I've just finished a Clive Cussler novel. In it, one of the characters is standing next to Lambeth Palace looking across the river at Buckingham Palace.
Is anybody else screaming, right now?
I've commented before that one of the benefits of writing science fiction is that I can make stuff up. It appears that, in normal fiction, you can do that as well.
I've stood outside Lambeth Palace. If you've never been, it's on the South Bank of the Thames and the view is dominated by The big square tower (Victoria Tower, if you're interested) and the clock tower that houses Big Ben. Both part of THE PALACE OF WESTMINSTER.
You can not see Buckingham Palace from Lambeth. Don't know if Cussler's ghost writer is too lazy to spend five minutes on Google street view or is just ignorant. We have a view that people from other places (OK, America) misrepresent the UK as a place where everybody speaks like Dick Van Dyke and it's so small that you can walk from Dover to Nottingham, via Hadrian's Wall by nightfall to sup with your father.
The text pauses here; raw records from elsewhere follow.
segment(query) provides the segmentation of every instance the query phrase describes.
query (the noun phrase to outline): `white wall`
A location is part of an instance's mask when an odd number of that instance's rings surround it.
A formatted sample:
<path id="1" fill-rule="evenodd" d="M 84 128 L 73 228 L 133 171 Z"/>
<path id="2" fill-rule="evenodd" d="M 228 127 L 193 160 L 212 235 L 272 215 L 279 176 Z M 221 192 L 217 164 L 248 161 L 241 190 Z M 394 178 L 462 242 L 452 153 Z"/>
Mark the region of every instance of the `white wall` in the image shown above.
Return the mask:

But then, we also have a view that much of America is populated by gun-toting ignorant rednecks.
I would offer that our view of other peoples and places is shaped by what we see on the box and much of it is incorrect. In the same vein, as a pharmacist I hate the, infrequent, depictions of my profession and I suspect that policepersons and doctors shout "No!" at the telly even more often.
So, if the telly is blox, do we, as writers, have a duty to get stuff right?
Well, no, probably not. But I reserve the right to shout at lazy morons who don't do their homework.